Figure 1

Example of synthetic lethality: PARP inhibition in cells deficient in homologous recombination (HR). (a) In normal cells, repair pathways, including base excision repair (BER) and HR, are intact. Single-strand breaks (SSBs) are readily repaired by BER, with the participation of PARP1, and double-strand breaks (DSBs) are reliably repaired by HR, with the participation of BRCA1 and BRCA2. (b) Cells with mutations in BRCA1 or BRCA2 are deficient in HR. Other repair pathways, including the BER pathway, are able to minimize the number of lesions that become DSBs. (c) Normal cells treated with PARP inhibitors may become deficient in BER. Therefore, more SSBs go unrepaired.

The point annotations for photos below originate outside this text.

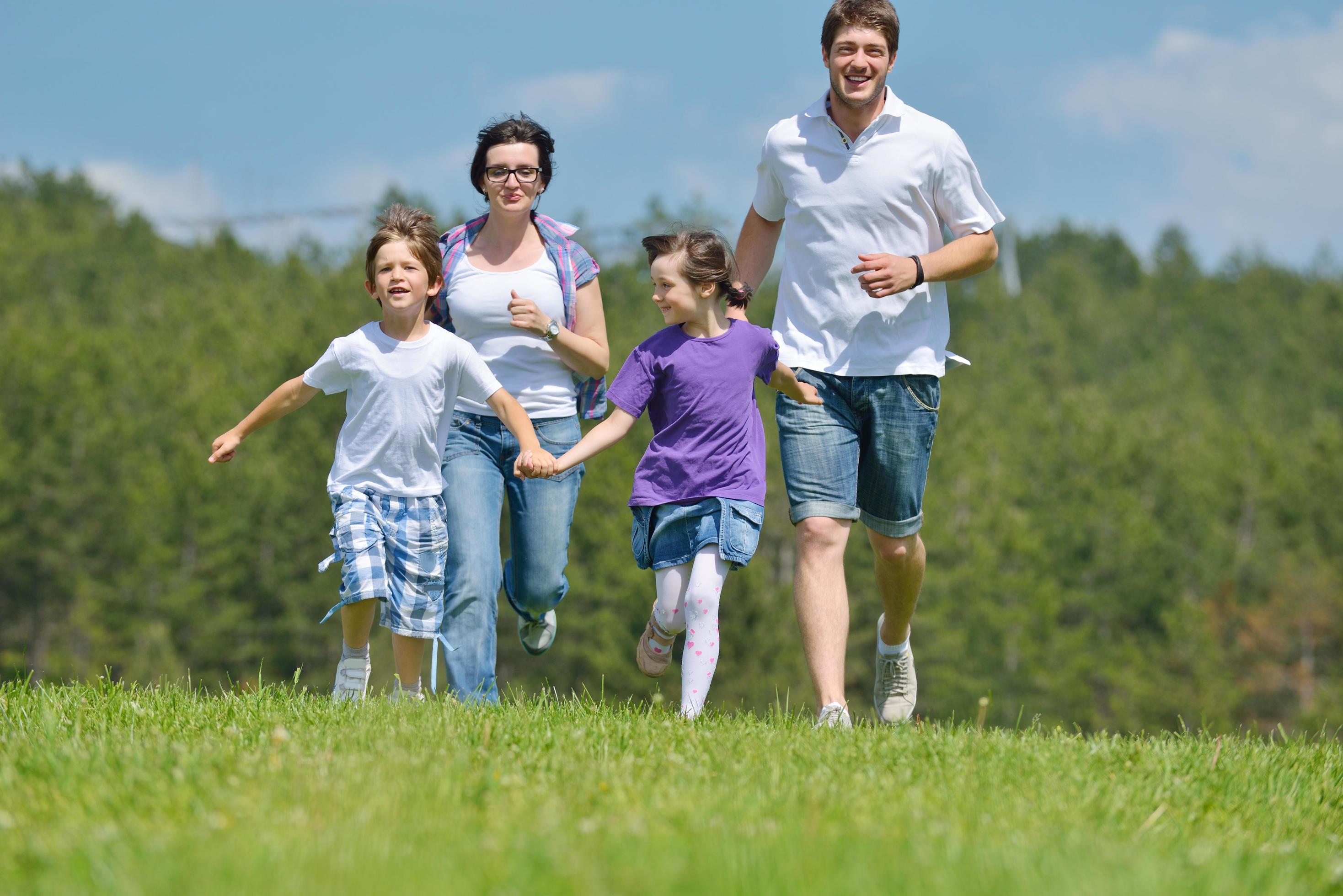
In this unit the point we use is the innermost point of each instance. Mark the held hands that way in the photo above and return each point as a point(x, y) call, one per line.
point(808, 394)
point(536, 464)
point(225, 448)
point(528, 316)
point(883, 274)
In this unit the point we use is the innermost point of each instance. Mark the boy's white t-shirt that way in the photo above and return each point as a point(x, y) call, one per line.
point(399, 402)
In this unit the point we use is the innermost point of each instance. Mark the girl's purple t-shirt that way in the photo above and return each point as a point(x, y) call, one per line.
point(708, 440)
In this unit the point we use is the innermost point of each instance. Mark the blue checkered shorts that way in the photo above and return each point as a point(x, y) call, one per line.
point(393, 549)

During replication, the replication fork may stall, resulting in the conversion of SSBs into DSBs. HR can repair these DSBs in an error-free manner. (d) When PARP inhibitors are delivered to cells deficient in HR (for example, BRCA-mutated cells), synthetic lethality can result. Inhibition of BER by PARP inhibitors results in the conversion of unrepaired SSBs into DSBs. These DSBs cannot be repaired by HR in an error-free manner and can therefore result in cell death. PARP, poly(ADP-ribose) polymerase.